Guillaume’s face gave away nothing of his thoughts, but then it seldom did, thought Auguste. There was a man who was exactly where he belonged. He would be as out of place in a salon offering pretty compliments to delicate ladies as he was perfectly in his element with dirt under his fingernails and the scent of manure clinging to his rough clothing. Still, he could be counted on to provide steady work, and be too engrossed in crop rotations to notice what went on under his nose.

“I’ve yet to find anything in life that comes without a cost upon it, Auguste. The Seigneur will exact his rents, and fate will collect on your debts, no matter how clever you think you’ve been at hiding from them. Now get to work; the sun is blazing and we have much to do. I’ll take this row; you work on that row, there. I’ll wager you a tankard I get to the far side before you figure out which end of the hoe to use.”

“You talk big, Guillaume,” scoffed  Auguste. “And still you end up paying for the beer at the end of the day!” However, Auguste could be counted on to take up a challenge, and just as Guillaume knew would happen, the man set to his task energetically, eager to prove his friend wrong.
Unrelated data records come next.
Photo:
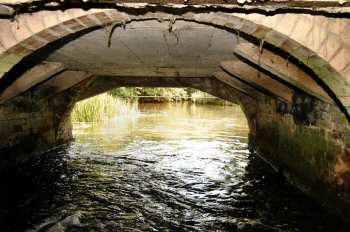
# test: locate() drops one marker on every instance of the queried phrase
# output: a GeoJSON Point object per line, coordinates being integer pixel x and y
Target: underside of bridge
{"type": "Point", "coordinates": [287, 64]}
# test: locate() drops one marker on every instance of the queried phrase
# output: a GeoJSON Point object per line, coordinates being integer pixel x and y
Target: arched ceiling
{"type": "Point", "coordinates": [147, 48]}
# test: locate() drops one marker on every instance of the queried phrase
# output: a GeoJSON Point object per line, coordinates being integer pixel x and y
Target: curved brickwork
{"type": "Point", "coordinates": [318, 42]}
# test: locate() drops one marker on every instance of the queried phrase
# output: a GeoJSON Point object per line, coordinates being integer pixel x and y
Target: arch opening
{"type": "Point", "coordinates": [290, 117]}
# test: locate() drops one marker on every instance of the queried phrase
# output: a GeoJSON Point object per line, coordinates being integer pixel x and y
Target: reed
{"type": "Point", "coordinates": [101, 108]}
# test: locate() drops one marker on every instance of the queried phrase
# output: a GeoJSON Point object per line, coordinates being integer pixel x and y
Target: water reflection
{"type": "Point", "coordinates": [172, 167]}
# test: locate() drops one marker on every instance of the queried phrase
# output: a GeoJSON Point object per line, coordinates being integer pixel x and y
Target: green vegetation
{"type": "Point", "coordinates": [100, 108]}
{"type": "Point", "coordinates": [144, 95]}
{"type": "Point", "coordinates": [123, 101]}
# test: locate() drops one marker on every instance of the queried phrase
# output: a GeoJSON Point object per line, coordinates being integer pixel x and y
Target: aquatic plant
{"type": "Point", "coordinates": [100, 108]}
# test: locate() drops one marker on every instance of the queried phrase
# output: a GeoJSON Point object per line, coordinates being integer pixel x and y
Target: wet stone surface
{"type": "Point", "coordinates": [169, 168]}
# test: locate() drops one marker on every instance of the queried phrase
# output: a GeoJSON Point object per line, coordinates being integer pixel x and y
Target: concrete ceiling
{"type": "Point", "coordinates": [148, 48]}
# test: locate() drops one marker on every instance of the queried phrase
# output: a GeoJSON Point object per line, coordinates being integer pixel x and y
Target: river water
{"type": "Point", "coordinates": [168, 167]}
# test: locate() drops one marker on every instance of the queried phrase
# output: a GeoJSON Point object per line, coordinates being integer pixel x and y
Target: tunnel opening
{"type": "Point", "coordinates": [176, 165]}
{"type": "Point", "coordinates": [292, 117]}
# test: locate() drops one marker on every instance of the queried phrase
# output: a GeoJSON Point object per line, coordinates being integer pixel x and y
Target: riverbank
{"type": "Point", "coordinates": [124, 101]}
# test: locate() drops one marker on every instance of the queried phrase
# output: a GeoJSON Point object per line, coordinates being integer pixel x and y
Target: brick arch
{"type": "Point", "coordinates": [29, 33]}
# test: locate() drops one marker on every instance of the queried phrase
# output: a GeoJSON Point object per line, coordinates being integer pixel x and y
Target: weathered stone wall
{"type": "Point", "coordinates": [308, 141]}
{"type": "Point", "coordinates": [26, 126]}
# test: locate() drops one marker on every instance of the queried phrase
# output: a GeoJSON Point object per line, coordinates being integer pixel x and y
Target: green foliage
{"type": "Point", "coordinates": [100, 108]}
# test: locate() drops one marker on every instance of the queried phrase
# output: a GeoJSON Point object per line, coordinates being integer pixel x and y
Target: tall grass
{"type": "Point", "coordinates": [100, 108]}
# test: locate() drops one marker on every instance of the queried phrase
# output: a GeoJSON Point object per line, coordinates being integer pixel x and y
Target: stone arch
{"type": "Point", "coordinates": [32, 32]}
{"type": "Point", "coordinates": [311, 163]}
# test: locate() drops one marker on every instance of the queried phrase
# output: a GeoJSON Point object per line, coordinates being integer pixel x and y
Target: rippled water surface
{"type": "Point", "coordinates": [172, 167]}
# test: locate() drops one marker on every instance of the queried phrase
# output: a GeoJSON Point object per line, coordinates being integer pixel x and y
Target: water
{"type": "Point", "coordinates": [172, 167]}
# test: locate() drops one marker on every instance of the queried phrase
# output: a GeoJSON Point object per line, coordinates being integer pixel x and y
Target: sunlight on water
{"type": "Point", "coordinates": [170, 167]}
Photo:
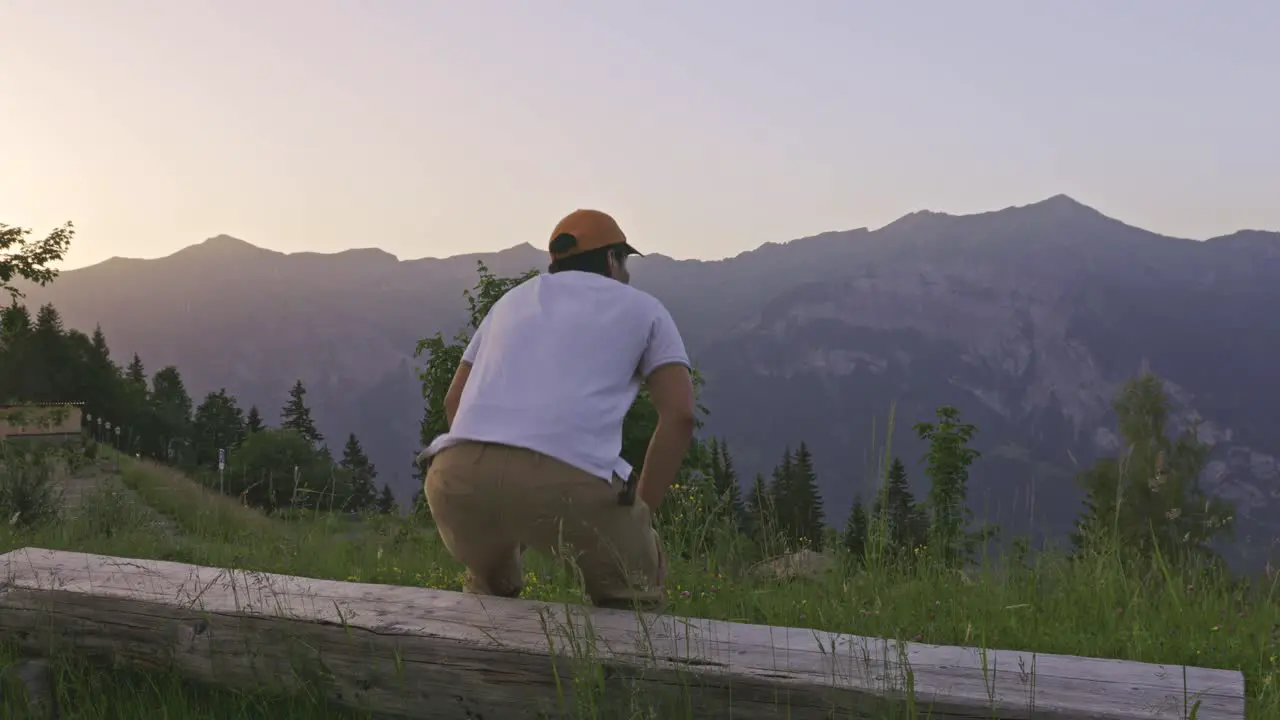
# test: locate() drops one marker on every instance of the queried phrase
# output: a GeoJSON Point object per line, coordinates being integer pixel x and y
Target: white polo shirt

The rest of the afternoon passed in sweltering silence as the men bent their backs to the work before them. The sun was near setting when Auguste, many meters ahead, cried, “Guillaume!  My God, Guillaume!” There was such fear and anguish in his voice to halt a man’s blood in his veins.

Guillaume’s boots sent clods of dirt flying as, with futility, he tried to move faster than the uneven, clinging soil would allow. He stopped abruptly at his friend’s side, looking to where Auguste was pointing.

“Lord have mercy,” Auguste whispered, appalled. He crossed himself, meaning it for the first time in many years.

On the ground between rows of green plants was the limp figure of a woman. She was wearing a simple dress of rough blue cloth favoured by most women of the village. Her long dark hair was unbound, obscuring her face and withholding her identity. She resembled a marionnette dropped to the ground, forgotten, with her legs crumpled under her, one wooden clog on the ground beside her.

“Her head… mon Dieu… her head has been crushed. How has this happened?” Auguste was nearly breathless. He approached a little nearer the woman. “Mother of God, Guillaume, I think it is Celine!”

“It is strange to me that you would think so, Auguste, when she is dressed like any other woman of your acquaintance. How is it that you recognize this body?”

There was something in the other man’s voice that lit Auguste’s nerves on fire. He spun round, horrified to find a brutal looking club in Guillaume’s hands.

“You thief! You stole my Celine from me, and this is the cost you both must pay.”

A juicy thump was the last Auguste knew of this life. By nightfall, both he and the pretty woman who had kissed him were deep under the last row of potatoes in the field of Guillaume Liberté.